Figure 6. Forest plot of correlations between TAS and MAO.

Experience seeking

A total of 19 correlations examined the association between the Experience Seeking subscale and MAO (Figure 7). The REM yielded a weighted average correlation of −0.22 (95% CI = −0.31, −0.13).

Figure 7

Figure 7. Forest plot of correlations between experience seeking and MAO.

Disinhibition

A total of 18 correlations examined the association between the Disinhibition subscale and MAO (Figure 8). The REM yielded a weighted average correlation of −0.19 (95% CI = −0.29, −0.08).

Figure 8

Figure 8. Forest plot of correlations between disinhibition and MAO.

Boredom susceptibility

A total of 18 correlations examined the association between the Boredom Susceptibility subscale and MAO (Figure 9). The REM yielded a weighted average correlation of −0.15 (95% CI = −0.23, −0.06).

Figure 9

Figure 9. Forest plot of correlations between boredom susceptibility and MAO.

Discussion

The primary goal of this meta-analysis was to evaluate the impact of MAO on SSS. Over three decades of research suggests that a negative association exists between human monoamine oxidase (MAO) blood platelet levels and sensation seeking. Our hypothesis that there is a negative association between MAO levels and SSS was supported. The negative correlation indicates that lower levels of MAO are associated with higher levels of sensation seeking. Conversely, high levels of MAO are associated with lower levels of sensation seeking. These findings are consistent with prior research examining the relationship between MAO and SSS (Zuckerman, 1994a). Moreover, these findings have potential clinical implications for treating individuals diagnosed with disorders related to impulsivity or sensation seeking including drug dependence, attention deficit disorder, bipolar disorder, schizophrenia, and suicidal behavior (Fowler et al., 1982; Buchsbaum et al., 1977; Murphy et al., 1982). Pharmacological interventions such as the use of MAO inhibitors might be a useful treatment to reduce sensation seeking and impulsivity in individuals diagnosed with these disorders.
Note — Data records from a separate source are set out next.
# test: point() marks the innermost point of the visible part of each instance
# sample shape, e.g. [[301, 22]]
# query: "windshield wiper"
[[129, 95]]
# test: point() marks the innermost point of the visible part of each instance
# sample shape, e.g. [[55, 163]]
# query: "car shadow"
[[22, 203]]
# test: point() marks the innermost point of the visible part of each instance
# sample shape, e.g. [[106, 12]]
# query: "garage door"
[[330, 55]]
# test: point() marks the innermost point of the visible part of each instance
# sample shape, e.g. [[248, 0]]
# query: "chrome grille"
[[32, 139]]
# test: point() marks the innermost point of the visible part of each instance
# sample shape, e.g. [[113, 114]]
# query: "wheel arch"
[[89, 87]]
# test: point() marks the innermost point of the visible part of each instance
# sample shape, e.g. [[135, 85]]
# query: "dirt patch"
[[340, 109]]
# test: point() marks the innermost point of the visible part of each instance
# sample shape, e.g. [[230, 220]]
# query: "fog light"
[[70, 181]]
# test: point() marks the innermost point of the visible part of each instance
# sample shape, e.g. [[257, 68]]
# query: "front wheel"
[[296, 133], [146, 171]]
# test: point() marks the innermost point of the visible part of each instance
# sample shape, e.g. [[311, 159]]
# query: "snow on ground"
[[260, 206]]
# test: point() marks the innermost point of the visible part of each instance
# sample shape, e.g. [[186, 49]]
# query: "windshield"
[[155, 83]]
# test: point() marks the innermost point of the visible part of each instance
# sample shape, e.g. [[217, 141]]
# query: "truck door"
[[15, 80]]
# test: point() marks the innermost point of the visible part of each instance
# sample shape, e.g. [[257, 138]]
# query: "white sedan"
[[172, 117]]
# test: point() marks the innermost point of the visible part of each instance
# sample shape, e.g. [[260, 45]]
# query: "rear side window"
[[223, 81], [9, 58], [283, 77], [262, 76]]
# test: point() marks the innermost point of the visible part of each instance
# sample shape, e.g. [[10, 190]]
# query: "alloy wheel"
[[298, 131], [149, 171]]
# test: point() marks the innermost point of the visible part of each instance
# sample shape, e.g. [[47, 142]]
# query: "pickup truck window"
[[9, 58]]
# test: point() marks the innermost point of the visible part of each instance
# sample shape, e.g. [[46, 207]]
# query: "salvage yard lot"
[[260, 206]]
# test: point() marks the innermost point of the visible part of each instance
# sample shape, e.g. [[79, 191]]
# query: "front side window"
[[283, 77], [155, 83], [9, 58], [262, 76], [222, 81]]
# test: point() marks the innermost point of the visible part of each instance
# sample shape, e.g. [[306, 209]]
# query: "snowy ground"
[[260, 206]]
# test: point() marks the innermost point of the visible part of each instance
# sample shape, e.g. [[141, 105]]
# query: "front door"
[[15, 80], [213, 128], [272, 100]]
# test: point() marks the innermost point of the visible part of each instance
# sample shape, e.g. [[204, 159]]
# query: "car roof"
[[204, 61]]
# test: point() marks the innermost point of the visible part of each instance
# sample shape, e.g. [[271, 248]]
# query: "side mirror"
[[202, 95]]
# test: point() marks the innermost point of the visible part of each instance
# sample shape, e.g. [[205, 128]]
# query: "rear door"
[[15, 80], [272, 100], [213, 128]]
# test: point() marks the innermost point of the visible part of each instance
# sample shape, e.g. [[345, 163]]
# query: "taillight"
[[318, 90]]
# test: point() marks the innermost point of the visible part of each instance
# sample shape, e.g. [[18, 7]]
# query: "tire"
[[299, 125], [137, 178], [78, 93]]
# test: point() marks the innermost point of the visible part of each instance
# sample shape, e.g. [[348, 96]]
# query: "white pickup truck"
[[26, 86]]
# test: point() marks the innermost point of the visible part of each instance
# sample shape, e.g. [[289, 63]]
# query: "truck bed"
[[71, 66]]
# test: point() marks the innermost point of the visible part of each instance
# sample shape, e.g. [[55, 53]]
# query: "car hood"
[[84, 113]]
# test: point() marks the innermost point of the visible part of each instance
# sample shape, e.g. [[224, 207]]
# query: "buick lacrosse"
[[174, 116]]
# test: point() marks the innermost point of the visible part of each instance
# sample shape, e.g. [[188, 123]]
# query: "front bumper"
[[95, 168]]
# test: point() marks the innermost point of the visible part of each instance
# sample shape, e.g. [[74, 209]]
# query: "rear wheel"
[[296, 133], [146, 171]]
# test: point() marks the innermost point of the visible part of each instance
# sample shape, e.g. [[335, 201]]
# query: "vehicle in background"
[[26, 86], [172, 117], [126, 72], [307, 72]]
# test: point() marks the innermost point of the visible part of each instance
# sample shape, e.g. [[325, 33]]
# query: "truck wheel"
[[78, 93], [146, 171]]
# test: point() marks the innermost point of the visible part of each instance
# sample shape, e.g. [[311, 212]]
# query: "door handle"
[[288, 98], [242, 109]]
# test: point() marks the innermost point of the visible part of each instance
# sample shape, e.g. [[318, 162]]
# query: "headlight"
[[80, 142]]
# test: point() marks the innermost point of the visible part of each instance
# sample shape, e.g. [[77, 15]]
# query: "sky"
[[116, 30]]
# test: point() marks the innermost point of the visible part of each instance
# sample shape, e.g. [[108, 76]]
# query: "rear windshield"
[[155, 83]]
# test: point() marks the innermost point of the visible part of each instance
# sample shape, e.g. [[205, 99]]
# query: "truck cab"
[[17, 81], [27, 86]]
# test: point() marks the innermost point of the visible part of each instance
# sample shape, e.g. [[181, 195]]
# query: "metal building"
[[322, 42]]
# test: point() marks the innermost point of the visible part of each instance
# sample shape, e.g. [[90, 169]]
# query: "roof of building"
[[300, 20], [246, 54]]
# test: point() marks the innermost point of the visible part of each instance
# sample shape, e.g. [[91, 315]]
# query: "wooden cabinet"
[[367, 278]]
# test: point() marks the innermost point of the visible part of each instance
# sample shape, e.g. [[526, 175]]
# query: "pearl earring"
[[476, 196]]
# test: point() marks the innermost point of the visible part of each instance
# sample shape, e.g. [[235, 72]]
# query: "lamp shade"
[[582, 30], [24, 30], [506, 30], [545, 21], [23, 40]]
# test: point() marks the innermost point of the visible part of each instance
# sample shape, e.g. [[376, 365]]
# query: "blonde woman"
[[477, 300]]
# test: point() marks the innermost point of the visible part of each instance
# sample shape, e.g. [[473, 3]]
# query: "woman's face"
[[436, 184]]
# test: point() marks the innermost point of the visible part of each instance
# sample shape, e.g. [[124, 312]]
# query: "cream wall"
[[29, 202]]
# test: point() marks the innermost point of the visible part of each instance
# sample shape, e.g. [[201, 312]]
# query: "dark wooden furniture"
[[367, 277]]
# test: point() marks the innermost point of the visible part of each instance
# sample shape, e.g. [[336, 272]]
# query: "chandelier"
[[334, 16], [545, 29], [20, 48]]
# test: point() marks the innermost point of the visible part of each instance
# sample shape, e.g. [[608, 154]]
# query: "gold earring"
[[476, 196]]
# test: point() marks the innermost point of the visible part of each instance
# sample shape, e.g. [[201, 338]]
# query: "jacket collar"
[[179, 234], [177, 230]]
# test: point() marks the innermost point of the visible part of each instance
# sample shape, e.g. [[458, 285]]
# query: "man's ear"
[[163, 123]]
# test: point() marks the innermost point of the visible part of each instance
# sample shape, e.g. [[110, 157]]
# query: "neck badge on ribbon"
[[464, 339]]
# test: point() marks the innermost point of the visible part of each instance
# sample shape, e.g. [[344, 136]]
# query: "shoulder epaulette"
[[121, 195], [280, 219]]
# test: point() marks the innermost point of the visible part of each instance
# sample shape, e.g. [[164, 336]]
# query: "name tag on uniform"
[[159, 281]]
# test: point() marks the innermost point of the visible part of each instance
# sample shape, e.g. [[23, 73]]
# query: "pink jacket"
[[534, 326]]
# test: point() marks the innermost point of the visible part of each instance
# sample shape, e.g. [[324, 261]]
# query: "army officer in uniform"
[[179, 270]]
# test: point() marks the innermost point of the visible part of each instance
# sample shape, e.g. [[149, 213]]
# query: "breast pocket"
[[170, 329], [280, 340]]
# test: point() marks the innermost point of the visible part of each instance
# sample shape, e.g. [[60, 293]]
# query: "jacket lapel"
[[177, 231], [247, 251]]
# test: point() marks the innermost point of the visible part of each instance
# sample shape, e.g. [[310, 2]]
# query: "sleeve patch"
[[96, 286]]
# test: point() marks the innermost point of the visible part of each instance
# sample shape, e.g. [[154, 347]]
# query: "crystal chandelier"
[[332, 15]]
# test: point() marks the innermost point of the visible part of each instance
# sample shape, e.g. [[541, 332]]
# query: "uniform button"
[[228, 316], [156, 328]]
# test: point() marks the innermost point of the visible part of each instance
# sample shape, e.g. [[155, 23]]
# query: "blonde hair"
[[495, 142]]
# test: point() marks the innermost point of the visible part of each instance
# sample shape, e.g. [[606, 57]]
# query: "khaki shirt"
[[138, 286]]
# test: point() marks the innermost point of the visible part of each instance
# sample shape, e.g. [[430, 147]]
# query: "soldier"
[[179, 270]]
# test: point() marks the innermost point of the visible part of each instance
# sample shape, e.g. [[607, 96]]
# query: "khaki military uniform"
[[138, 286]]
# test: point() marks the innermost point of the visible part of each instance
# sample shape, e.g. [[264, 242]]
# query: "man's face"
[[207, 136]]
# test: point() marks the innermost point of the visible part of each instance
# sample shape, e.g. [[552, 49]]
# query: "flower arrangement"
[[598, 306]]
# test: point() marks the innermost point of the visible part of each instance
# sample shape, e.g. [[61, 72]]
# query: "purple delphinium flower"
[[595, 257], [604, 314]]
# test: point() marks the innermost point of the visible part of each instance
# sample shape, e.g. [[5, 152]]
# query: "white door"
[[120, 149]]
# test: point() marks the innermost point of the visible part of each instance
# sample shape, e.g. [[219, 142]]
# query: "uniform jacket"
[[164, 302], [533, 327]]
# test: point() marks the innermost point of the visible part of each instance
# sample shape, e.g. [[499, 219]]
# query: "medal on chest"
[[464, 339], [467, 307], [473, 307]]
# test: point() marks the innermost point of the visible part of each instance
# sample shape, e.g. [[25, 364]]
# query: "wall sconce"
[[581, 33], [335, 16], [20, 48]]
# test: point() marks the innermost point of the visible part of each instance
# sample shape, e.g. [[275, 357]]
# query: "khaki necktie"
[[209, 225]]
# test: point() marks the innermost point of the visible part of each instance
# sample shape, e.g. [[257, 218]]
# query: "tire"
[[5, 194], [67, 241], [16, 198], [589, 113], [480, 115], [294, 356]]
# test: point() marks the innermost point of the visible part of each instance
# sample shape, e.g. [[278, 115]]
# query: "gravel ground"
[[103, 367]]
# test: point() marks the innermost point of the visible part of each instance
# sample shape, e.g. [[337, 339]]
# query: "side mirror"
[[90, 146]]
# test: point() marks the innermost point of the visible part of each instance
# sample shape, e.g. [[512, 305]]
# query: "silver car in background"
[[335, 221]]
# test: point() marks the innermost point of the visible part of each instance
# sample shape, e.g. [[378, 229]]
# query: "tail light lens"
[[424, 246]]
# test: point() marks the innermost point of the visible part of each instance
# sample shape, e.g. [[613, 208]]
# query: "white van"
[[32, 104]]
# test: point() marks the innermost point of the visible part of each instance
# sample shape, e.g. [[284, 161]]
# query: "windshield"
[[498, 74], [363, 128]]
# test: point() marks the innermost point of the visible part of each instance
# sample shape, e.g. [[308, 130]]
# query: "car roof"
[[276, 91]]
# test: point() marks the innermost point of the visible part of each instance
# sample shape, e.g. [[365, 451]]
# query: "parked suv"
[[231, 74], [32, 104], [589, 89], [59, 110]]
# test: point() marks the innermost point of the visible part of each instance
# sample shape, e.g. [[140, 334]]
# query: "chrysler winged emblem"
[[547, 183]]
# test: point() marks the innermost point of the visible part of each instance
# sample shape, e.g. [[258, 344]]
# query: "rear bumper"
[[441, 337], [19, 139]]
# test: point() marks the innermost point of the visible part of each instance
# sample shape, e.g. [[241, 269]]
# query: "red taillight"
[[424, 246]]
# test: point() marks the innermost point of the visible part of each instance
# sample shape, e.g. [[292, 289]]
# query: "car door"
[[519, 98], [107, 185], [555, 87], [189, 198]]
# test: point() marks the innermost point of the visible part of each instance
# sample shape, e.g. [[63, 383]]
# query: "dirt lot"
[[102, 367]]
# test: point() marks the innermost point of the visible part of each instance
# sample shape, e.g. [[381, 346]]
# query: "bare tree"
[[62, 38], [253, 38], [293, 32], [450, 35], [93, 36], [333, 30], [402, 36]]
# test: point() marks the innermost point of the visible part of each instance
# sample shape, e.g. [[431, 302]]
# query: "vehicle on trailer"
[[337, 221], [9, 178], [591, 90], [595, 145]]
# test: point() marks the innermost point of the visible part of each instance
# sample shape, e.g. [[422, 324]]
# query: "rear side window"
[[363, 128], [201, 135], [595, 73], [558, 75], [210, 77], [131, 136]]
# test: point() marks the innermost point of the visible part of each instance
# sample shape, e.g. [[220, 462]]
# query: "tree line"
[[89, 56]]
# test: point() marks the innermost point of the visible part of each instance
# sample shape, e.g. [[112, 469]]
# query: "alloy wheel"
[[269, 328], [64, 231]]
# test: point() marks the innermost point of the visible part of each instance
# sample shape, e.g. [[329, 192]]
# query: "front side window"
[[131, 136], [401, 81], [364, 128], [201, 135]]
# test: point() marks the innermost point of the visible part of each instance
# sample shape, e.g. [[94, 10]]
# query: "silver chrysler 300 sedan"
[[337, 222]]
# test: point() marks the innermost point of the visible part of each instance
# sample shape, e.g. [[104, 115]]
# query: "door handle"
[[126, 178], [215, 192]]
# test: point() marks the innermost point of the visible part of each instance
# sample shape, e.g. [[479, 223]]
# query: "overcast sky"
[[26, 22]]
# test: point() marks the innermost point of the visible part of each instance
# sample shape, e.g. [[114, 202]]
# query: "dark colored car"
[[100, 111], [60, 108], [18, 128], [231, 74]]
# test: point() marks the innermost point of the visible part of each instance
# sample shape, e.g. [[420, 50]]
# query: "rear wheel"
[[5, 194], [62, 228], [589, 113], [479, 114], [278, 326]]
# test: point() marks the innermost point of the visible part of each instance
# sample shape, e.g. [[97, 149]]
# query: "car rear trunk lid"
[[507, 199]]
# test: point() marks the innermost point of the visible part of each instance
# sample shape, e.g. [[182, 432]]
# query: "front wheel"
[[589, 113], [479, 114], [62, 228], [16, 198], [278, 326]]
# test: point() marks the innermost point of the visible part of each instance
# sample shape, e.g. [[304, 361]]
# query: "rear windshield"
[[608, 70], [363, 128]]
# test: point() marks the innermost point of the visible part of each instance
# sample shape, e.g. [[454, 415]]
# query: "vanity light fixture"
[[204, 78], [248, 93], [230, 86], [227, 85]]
Another key finding that emerged in the current meta-analysis is that our subgroup analysis did not reveal differences between males and females on the association between human blood platelet MAO levels and SSS. Prior research indicates that significant negative correlations are more consistently observed in males than in females (Calhoon-La Grange et al., 1993). Our findings suggest that there was a weak negative correlation in both the male and female subgroups. Our analysis indicated the female subgroup exhibited a slightly stronger negative correlation than the male subgroup. However, it is imperative to consider the presence of heterogeneity within the male and female subgroups, as highlighted by significant Q statistics and I² values. Although the female subgroup demonstrated a slightly stronger negative correlation than the male subgroup it exhibited a higher degree of heterogeneity. This heterogeneity signifies variability in the results of studies within each subgroup. Regarding the mixed gender subgroup analysis there was a slight negative correlation between platelet MAO and SSS just as with the male and female subgroup. Interestingly, the absence of heterogeneity in the mixed-gender subgroup suggests that aggregating data from both genders yields a more consistent estimate of the effect size. Taking a closer look at the correlation differences between males and females it is important to note that previous literature has compared hormonal differences between high and low sensation seekers with regards to gender. Factor analysis of the relationships between sensation seeking traits and hormonal levels in males and females concluded that high sensation seekers exhibited significantly higher levels of testosterone, 17-B estradiol, and estrone compared to low sensation seekers (Daitzman and Zuckerman, 1980).

Furthermore, our study revealed significant associations between all four subscales of the SSS and MAO. Few researchers have reported a correlation between MAO and the Boredom Susceptibility subscale of the SSS (Shekim et al., 1989; Reist et al., 1990). In the current meta-analysis, the Boredom Susceptibility scale had the lowest weighted average correlation of the 3 subscales. In contrast, many researchers have found a correlation between MAO and the Disinhibition subscale of the SSS (Arqué et al., 1988; Murphy, 1977; Schalling et al., 1987; Shekim et al., 1989; Ward et al., 1987; Sher et al., 1994). We found that the strongest weighted average correlation was between MAO and the Experience Seeking scale.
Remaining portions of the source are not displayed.